Bus von Nueva Guinea nach Bluefields. Männer stützen den Bus damit er nicht abrutscht

Ein kleines Stück müssen wir laufen, da der Bus das Teilstück voll beladen nicht befahren kann. Schließlich landen wir in Bluefields, wo uns Abelardo bereits erwartet. In seinem kleinen Boot meistern wir die zweistündige Überfahrt nach Rama Cay. Begrüßt werden wir mit frisch gebackenem Kokosbrot und Kaffee.

Rama Cay ist eine kleine Insel in der Bucht von Bluefields an der Atlantikküste Nicaraguas. Hier leben 850 der ca. 3000 verbleibenden indigenen Rama. Beim Anlegen schwebt uns Bob Marley entgegen, was sofort ins Auge fällt: die sehr dichte Besiedlung der Insel. Es gibt kaum einen Quadratmeter freies Land. Untypisch für die Region, in der aufgrund der dünnen Besiedlung eigentlich eher luftig gebaut wird.


Häuser im traditionellen Baustil; in Großansicht sind rechts auch neue Häuser im Bau zu sehen

Zwischen traditionellen Holzbauten mit Palmblattdach entstehen neue Häuser mit Zementfundament, einem Aluminiumgerüst, Pressspanplatten und Rigipswänden. Abgesehen vom Grundgerüst wirken die verwendeten Materialien auf mich nicht sehr nachhaltig und an die feuchten Bedingungen unangepasst. 110 Häuser dieser Art sollen hier, finanziert durch die Weltbank, entstehen, alle identisch. Auf die individuellen Bedürfnisse der Familien, die dort leben sollen, wurde offensichtlich kaum Rücksicht genommen. Die Insel erhält den Charme einer Reihenhaussiedlung. Das Projekt ist nicht unumstritten unter den Inselbewohnern. Worüber sich jedoch alle beklagen ist, dass für den Bau ein Großteil der Mango- und Brotfruchtbäume, sowie Kokospalmen gefällt wurden, die einen nicht zu vernachlässigenden Beitrag zur Ernährung der Bewohner dargestellt haben.

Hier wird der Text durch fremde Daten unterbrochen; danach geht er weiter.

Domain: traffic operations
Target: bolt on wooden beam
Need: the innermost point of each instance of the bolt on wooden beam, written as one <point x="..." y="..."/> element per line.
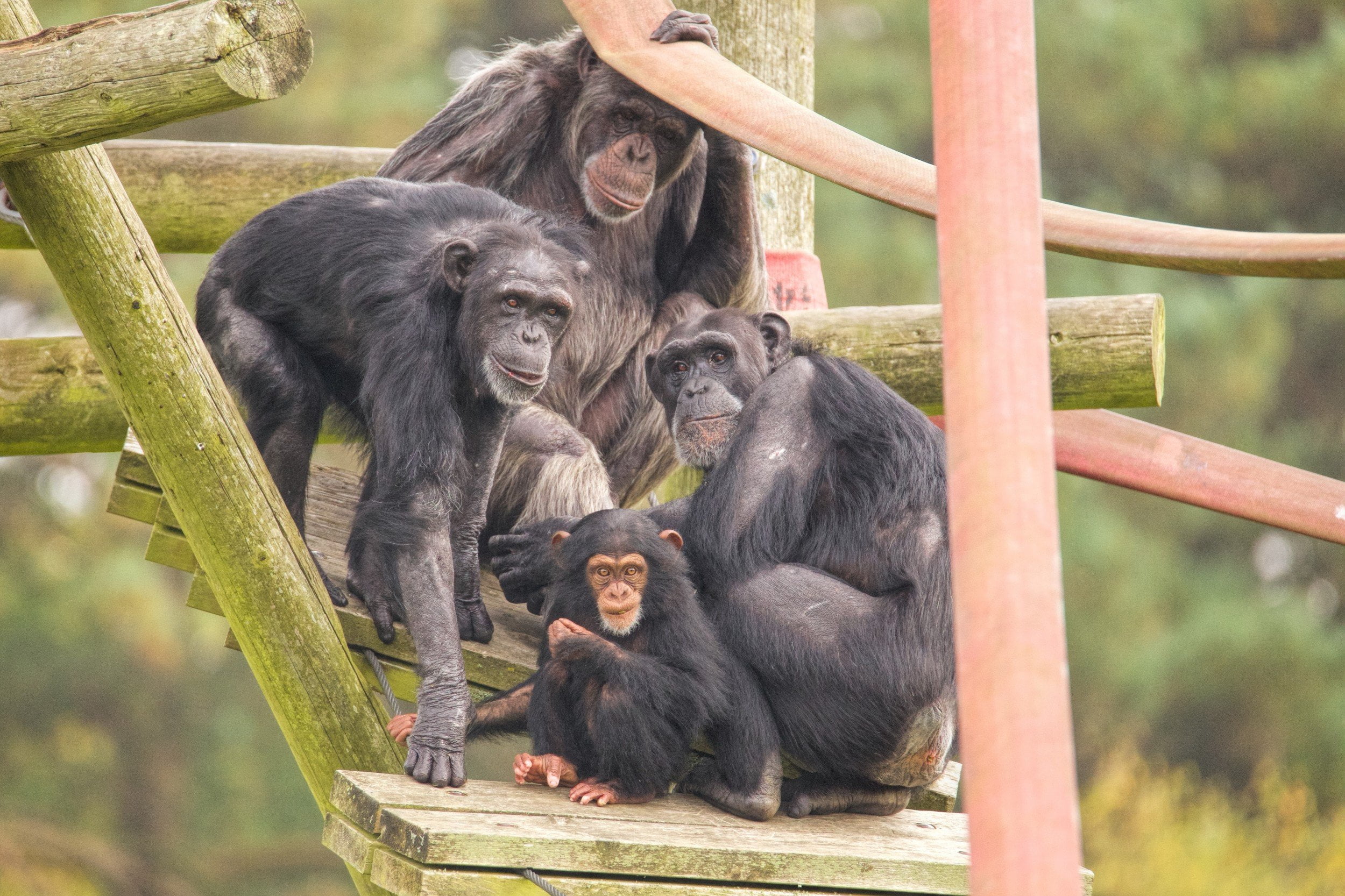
<point x="82" y="84"/>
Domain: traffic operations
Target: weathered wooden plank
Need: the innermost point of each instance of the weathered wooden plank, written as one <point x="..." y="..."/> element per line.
<point x="163" y="380"/>
<point x="916" y="852"/>
<point x="82" y="84"/>
<point x="1107" y="352"/>
<point x="195" y="195"/>
<point x="404" y="878"/>
<point x="362" y="797"/>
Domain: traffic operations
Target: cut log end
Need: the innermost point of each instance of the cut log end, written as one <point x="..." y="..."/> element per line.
<point x="264" y="47"/>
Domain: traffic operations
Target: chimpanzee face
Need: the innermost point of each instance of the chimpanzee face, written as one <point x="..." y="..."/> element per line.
<point x="518" y="295"/>
<point x="627" y="143"/>
<point x="705" y="373"/>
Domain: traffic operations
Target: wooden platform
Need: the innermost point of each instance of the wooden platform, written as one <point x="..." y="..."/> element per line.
<point x="509" y="659"/>
<point x="415" y="840"/>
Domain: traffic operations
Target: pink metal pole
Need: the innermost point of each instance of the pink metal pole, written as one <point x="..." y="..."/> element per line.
<point x="1013" y="688"/>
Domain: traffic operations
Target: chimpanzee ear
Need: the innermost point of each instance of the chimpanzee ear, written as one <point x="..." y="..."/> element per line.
<point x="775" y="334"/>
<point x="587" y="60"/>
<point x="459" y="256"/>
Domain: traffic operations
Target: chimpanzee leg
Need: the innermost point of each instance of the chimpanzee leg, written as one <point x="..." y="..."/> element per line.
<point x="426" y="581"/>
<point x="284" y="397"/>
<point x="817" y="795"/>
<point x="744" y="777"/>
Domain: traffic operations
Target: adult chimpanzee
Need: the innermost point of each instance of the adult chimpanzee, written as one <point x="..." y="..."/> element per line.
<point x="818" y="540"/>
<point x="630" y="672"/>
<point x="428" y="314"/>
<point x="673" y="214"/>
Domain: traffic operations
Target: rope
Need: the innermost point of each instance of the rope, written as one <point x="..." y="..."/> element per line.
<point x="394" y="707"/>
<point x="550" y="888"/>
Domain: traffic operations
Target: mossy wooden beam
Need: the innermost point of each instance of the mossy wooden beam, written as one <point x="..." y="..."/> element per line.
<point x="194" y="195"/>
<point x="1106" y="352"/>
<point x="81" y="84"/>
<point x="210" y="471"/>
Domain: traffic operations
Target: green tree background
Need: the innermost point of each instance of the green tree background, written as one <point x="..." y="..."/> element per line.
<point x="1208" y="654"/>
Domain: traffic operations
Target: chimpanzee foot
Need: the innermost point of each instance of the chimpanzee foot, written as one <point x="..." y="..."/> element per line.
<point x="474" y="622"/>
<point x="706" y="782"/>
<point x="814" y="795"/>
<point x="681" y="25"/>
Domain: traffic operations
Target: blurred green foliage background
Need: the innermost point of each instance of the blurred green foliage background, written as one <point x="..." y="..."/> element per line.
<point x="1208" y="654"/>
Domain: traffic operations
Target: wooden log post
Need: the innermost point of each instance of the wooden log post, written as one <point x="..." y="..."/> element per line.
<point x="209" y="467"/>
<point x="81" y="84"/>
<point x="773" y="39"/>
<point x="194" y="195"/>
<point x="1107" y="352"/>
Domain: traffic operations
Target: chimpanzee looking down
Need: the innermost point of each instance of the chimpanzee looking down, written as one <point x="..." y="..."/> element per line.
<point x="428" y="314"/>
<point x="630" y="670"/>
<point x="818" y="543"/>
<point x="673" y="214"/>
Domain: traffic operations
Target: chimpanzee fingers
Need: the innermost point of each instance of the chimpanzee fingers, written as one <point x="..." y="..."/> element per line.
<point x="474" y="622"/>
<point x="686" y="26"/>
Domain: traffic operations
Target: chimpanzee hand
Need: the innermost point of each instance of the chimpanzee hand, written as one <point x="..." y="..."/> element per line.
<point x="571" y="641"/>
<point x="437" y="739"/>
<point x="380" y="603"/>
<point x="474" y="622"/>
<point x="686" y="26"/>
<point x="523" y="563"/>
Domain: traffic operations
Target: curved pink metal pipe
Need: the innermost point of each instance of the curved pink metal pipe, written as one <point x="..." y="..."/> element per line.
<point x="708" y="87"/>
<point x="1133" y="454"/>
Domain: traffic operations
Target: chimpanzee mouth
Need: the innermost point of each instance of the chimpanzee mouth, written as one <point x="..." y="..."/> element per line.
<point x="523" y="377"/>
<point x="620" y="202"/>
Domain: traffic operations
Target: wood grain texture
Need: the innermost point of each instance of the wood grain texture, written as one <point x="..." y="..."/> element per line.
<point x="81" y="84"/>
<point x="773" y="41"/>
<point x="194" y="195"/>
<point x="930" y="857"/>
<point x="404" y="878"/>
<point x="1106" y="352"/>
<point x="203" y="459"/>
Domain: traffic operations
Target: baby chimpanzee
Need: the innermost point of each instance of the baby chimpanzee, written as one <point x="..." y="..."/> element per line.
<point x="428" y="314"/>
<point x="630" y="670"/>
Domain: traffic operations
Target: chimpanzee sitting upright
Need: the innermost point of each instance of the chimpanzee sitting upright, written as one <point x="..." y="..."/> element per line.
<point x="428" y="315"/>
<point x="630" y="670"/>
<point x="818" y="541"/>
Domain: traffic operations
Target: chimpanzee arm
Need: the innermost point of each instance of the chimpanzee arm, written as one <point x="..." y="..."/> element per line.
<point x="724" y="261"/>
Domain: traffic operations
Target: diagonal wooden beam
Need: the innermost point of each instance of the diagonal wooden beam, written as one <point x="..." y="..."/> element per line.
<point x="211" y="474"/>
<point x="81" y="84"/>
<point x="708" y="87"/>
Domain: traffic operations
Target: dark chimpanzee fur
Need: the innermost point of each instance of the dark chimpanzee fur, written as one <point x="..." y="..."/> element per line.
<point x="673" y="214"/>
<point x="427" y="314"/>
<point x="819" y="544"/>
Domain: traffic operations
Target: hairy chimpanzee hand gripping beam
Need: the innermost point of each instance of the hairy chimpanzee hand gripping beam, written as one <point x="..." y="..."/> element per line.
<point x="674" y="229"/>
<point x="819" y="546"/>
<point x="428" y="314"/>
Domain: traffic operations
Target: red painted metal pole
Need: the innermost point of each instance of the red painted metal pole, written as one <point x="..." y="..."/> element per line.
<point x="1013" y="691"/>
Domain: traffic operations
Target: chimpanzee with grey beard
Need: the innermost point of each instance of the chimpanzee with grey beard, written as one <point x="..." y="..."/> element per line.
<point x="819" y="546"/>
<point x="428" y="315"/>
<point x="630" y="670"/>
<point x="673" y="213"/>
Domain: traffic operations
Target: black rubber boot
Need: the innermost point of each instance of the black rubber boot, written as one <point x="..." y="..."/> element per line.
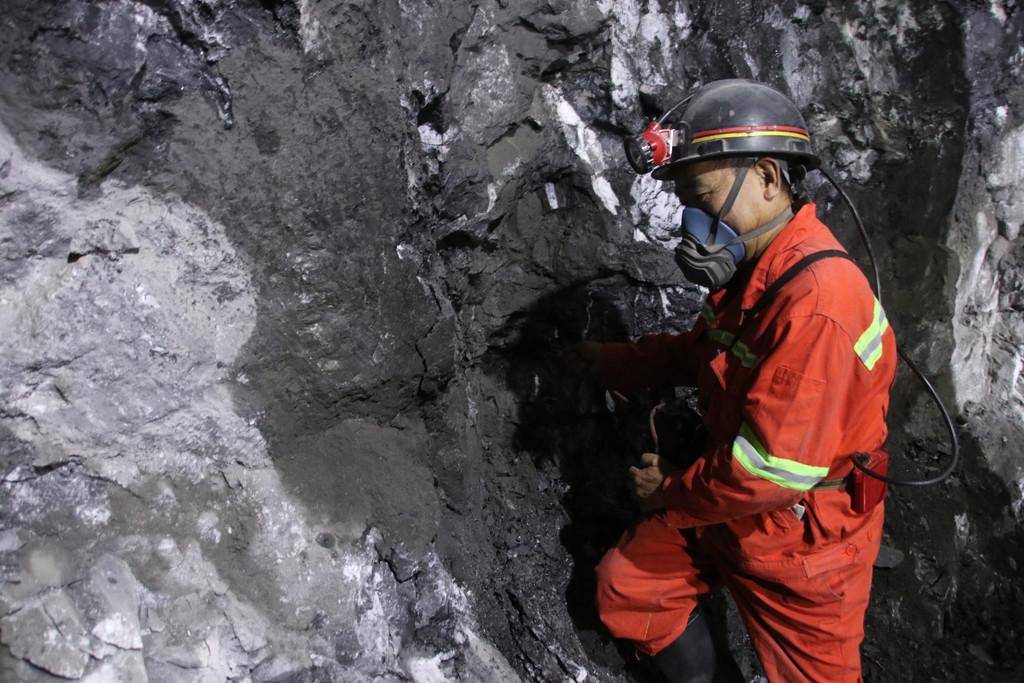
<point x="689" y="658"/>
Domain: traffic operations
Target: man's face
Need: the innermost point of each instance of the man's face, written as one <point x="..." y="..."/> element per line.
<point x="706" y="185"/>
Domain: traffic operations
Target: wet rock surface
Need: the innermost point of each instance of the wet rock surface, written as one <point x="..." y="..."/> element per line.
<point x="286" y="290"/>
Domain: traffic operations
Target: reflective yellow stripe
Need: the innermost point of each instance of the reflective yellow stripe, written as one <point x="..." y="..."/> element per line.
<point x="752" y="133"/>
<point x="747" y="357"/>
<point x="786" y="473"/>
<point x="868" y="345"/>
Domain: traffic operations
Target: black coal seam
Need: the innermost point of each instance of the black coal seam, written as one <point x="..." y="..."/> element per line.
<point x="74" y="256"/>
<point x="540" y="637"/>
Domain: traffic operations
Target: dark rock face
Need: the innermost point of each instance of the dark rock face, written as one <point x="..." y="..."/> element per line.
<point x="286" y="290"/>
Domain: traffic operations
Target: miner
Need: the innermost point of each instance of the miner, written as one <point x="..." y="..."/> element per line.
<point x="793" y="360"/>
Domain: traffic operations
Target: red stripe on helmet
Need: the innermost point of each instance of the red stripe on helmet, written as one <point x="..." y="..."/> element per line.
<point x="744" y="129"/>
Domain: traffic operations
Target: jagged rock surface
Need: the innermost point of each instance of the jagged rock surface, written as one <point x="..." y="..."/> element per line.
<point x="285" y="290"/>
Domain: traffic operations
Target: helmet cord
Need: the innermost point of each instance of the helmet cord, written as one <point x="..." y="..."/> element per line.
<point x="953" y="440"/>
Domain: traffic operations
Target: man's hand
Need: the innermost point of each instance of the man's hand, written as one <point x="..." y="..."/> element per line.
<point x="646" y="481"/>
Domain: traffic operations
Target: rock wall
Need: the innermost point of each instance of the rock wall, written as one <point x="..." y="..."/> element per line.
<point x="286" y="289"/>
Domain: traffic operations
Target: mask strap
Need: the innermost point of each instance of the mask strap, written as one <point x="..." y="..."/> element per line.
<point x="729" y="201"/>
<point x="783" y="217"/>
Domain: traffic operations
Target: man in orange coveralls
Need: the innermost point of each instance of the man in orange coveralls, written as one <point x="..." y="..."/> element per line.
<point x="788" y="391"/>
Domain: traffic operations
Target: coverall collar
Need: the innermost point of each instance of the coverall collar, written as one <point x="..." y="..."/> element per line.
<point x="803" y="224"/>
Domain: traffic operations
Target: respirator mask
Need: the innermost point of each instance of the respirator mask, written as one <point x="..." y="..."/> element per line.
<point x="712" y="250"/>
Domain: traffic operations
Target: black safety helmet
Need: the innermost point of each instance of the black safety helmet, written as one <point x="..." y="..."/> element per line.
<point x="729" y="118"/>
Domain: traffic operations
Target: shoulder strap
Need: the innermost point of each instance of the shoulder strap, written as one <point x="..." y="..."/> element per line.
<point x="794" y="270"/>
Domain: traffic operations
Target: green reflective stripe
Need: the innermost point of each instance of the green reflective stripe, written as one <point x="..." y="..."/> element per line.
<point x="868" y="345"/>
<point x="747" y="357"/>
<point x="721" y="336"/>
<point x="786" y="473"/>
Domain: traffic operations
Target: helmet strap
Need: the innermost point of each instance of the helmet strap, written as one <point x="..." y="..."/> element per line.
<point x="737" y="182"/>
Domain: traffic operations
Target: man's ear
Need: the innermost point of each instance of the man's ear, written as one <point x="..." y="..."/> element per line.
<point x="770" y="176"/>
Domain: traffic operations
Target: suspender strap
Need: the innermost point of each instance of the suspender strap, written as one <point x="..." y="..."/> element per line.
<point x="773" y="290"/>
<point x="768" y="296"/>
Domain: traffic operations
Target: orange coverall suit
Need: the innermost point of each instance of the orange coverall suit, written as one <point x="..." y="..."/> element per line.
<point x="806" y="387"/>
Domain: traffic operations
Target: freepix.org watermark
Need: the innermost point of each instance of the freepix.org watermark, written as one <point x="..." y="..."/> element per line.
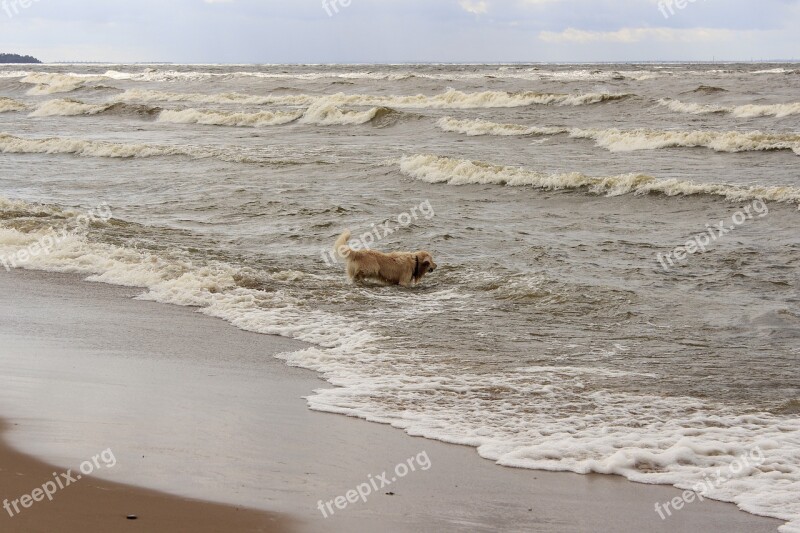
<point x="701" y="241"/>
<point x="104" y="459"/>
<point x="12" y="7"/>
<point x="331" y="7"/>
<point x="667" y="7"/>
<point x="47" y="244"/>
<point x="744" y="462"/>
<point x="378" y="232"/>
<point x="374" y="484"/>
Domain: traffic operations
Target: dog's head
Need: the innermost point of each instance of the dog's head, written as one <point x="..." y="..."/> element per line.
<point x="426" y="264"/>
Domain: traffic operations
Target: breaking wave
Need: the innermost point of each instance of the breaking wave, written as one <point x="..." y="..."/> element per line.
<point x="616" y="140"/>
<point x="222" y="118"/>
<point x="10" y="144"/>
<point x="451" y="99"/>
<point x="720" y="141"/>
<point x="485" y="127"/>
<point x="435" y="169"/>
<point x="140" y="95"/>
<point x="50" y="83"/>
<point x="742" y="111"/>
<point x="321" y="113"/>
<point x="67" y="108"/>
<point x="7" y="104"/>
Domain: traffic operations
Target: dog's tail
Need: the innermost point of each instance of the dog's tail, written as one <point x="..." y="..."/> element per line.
<point x="340" y="248"/>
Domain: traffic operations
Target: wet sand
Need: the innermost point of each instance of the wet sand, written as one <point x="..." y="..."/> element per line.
<point x="238" y="418"/>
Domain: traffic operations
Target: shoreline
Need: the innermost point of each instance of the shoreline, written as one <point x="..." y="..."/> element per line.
<point x="95" y="505"/>
<point x="296" y="456"/>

Óscar, Cristóbal und Victoria sind erfahrene Bauern der Biobauernvereinigung Sano y Salvo, für die auch ich arbeite. Sie werden in den kommenden Tagen die indigenen Mitglieder der Vereinigung in der Anwendung und Herstellung biologischer Dünge- und Pflanzenschutzmittel beraten. Insgesamt sind es 22 Mitglieder, die wir besuchen werden. Dieser Tag endet nach anstrengender Reise mit Geburtstagskuchen, Inselrundgang und Abendessen. Um acht Uhr liegen wir in unseren Hängematten, am nächsten Morgen wollen wir früh aufbrechen.


Die Plastikplane schützt vor Spritzwasser und Regen, raubt aber leider auch die Sicht.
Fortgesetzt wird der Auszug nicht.